A todas estas políticas del consenso habría que sumar otros dos factores de carácter transversal que redundaron positivamente en la aceptación del régimen franquista. Nos referimos, en primer lugar, a la capacidad de las autoridades locales a lo largo de todo el periodo para practicar una deliberada ambivalencia entre la obediencia de las disposiciones emanadas de la superioridad y la defensa de los intereses de sus vecinos, a quienes en última instancia debían su legitimidad, a pesar de que sus cargos no fueran electos.13 En segundo lugar, hay que tener en consideración el importante papel desempeñado por la propaganda de la dictadura con el objetivo de ampliar su aceptación y extender su popularidad. Para consumar aquella estrategia se aprobó la Ley de prensa de 1938, que impuso la censura previa y pasó a controlar todos los medios de comunicación.14

Además, la dictadura construyó un discurso social que fue canalizado a través de Falange, debido a su papel al frente tanto del Servicio Nacional de Propaganda como de las organizaciones de encuadramiento.15 En 1953 el falangista Antoni Tovar aseguraba en Salamanca que «ha sido nuestra gente, la gente de nuestras filas, la que ha sabido tocar con acierto y con eficacia ese difícil resorte de lo social».16 Paradigmáticos resultan asimismo los discursos de José Antonio Girón de Velasco, ministro de Trabajo entre 1941 y 1957, que durante los años cuarenta y cincuenta se convirtió en el rostro más populista de la dictadura. En 1945 aseguraba que «lo social, en cuyo nervio tenéis por obligación que actuar, está colocado en el tiempo presente en el primer plano de importancia nacional».17 Una década después continuaba afirmando que «la característica del estado español fundado el 18 julio 1936, es decir, la característica de lo que nosotros, en nuestro lenguaje interior, llamamos el Movimiento Nacional, es la característica social, que prima sobre todas las demás en nuestra generación política».18

No obstante, tanto las cotas de consenso de que gozó la dictadura como las políticas en que lo cimentó fueron evolucionando a lo largo de su larga vida. Se trató de un proceso paralelo al de la transformación de la propia naturaleza del régimen, que fue variando la intensidad con que aplicaba sus mecanismos represivo-coercitivos sobre la población. Estos resultaron especialmente cruentos durante su primera década de existencia, cuando la dictadura basó su legitimidad fundamentalmente en el miedo que suscitaba el recuerdo aún fresco de la traumática experiencia bélica, en el ejercicio de la represión, en la «cultura de la victoria» y en la gestión que hizo del hambre. Todos estos factores actuaron como elementos desmovilizadores al instar a la población a concentrar sus esfuerzos en sobrevivir.19 El consecuente deseo de «normalización» tras los traumáticos sucesos bélicos contribuyó también a potenciar el consenso.20 Pero durante los años cuarenta hubo, al menos, otros dos elementos que pudieron contribuir a mejorar su imagen y a generar actitudes consentidoras hacia la dictadura: la puesta en marcha del sistema de beneficencia falangista representado por el Auxilio Social y la forja del mito del Caudillo, presentado como artífice de la neutralidad española en la segunda contienda mundial.

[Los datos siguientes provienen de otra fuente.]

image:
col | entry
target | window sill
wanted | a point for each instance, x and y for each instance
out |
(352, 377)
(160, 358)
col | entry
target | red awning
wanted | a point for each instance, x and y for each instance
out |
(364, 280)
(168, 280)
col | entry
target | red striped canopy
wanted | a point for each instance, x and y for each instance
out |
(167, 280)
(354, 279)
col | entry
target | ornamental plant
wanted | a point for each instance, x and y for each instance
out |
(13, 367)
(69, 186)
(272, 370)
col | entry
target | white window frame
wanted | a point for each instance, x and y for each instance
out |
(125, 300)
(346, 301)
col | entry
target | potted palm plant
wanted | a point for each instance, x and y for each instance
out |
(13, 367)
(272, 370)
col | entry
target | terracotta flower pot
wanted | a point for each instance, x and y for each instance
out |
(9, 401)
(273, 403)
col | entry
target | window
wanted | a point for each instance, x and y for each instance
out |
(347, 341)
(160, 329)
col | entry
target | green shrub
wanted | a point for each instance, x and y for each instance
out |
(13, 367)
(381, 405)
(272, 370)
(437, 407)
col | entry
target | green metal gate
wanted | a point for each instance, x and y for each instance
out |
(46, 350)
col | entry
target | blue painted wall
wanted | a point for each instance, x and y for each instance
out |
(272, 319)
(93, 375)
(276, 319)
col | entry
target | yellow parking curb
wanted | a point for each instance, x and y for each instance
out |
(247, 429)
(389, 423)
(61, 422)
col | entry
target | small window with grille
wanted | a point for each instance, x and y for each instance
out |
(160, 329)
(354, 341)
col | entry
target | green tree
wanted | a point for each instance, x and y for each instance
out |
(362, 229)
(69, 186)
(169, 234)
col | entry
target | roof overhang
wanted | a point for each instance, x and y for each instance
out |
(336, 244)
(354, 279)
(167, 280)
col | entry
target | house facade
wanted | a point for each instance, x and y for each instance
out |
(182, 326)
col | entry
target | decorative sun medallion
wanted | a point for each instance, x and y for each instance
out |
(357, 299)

Los años cincuenta, gracias al nuevo contexto abierto por la Guerra Fría, trajeron a la dictadura el fin del aislamiento internacional en que había estado sumida desde 1945 debido al apoyo brindado a los derrotados fascismos, lo cual pudo reportarle una mayor aceptación social. En 1953 se firmaron unos pactos con Estados Unidos que fueron presentados por la propaganda como un nuevo éxito del Caudillo. Los acuerdos supusieron la llegada de alimentos norteamericanos que fueron repartidos en los colegios españoles, lo cual fue nuevamente aprovechado para subrayar el carácter benéfico del régimen. Los años sesenta, en fin, son conocidos como «la década del consenso». Fue aquel el tiempo en que la dictadura inauguró una nueva legitimidad que vino a sumarse a la de origen: la de ejercicio. Esta nueva legitimidad se basaba en lo que la propaganda bautizó como los «XXV Años de Paz» sobre los que se asentaría el pregonado «boom económico» o «milagro español». Muchos se conformaron con la situación política al comprobar que mejoraba su economía familiar y podían adquirir una lavadora, un Seat 600 o incluso un piso en propiedad.21

A menudo, la traducción real de estas políticas de paternalismo social y su incidencia sobre la vida cotidiana de los hombres y mujeres quedó lejos de lo publicitado a bombo y platillo por la propaganda. Sin embargo, a pesar de todas sus deficiencias y limitaciones, redundaron en una mejora –por modesta que fuese– de la existencia cotidiana de quienes se beneficiaron de ellas. Teniendo en cuenta que se partía de los niveles de miseria de la posguerra, esta batería de políticas amables pudo mejorar la percepción que se tenía de la dictadura «a ras de suelo». Fue en este tipo de políticas en las que se basó el franquismo para construir muchos de sus grandes mitos, como el que presentaba a la dictadura como precursora del actual sistema de Seguridad Social o como incansable constructora de pantanos y de casas baratas. Estos discursos, convenientemente difundidos, pudieron reportarle nuevos y más duraderos apoyos, como muestra el que aún pervivan y estén fuertemente arraigados en la memoria popular.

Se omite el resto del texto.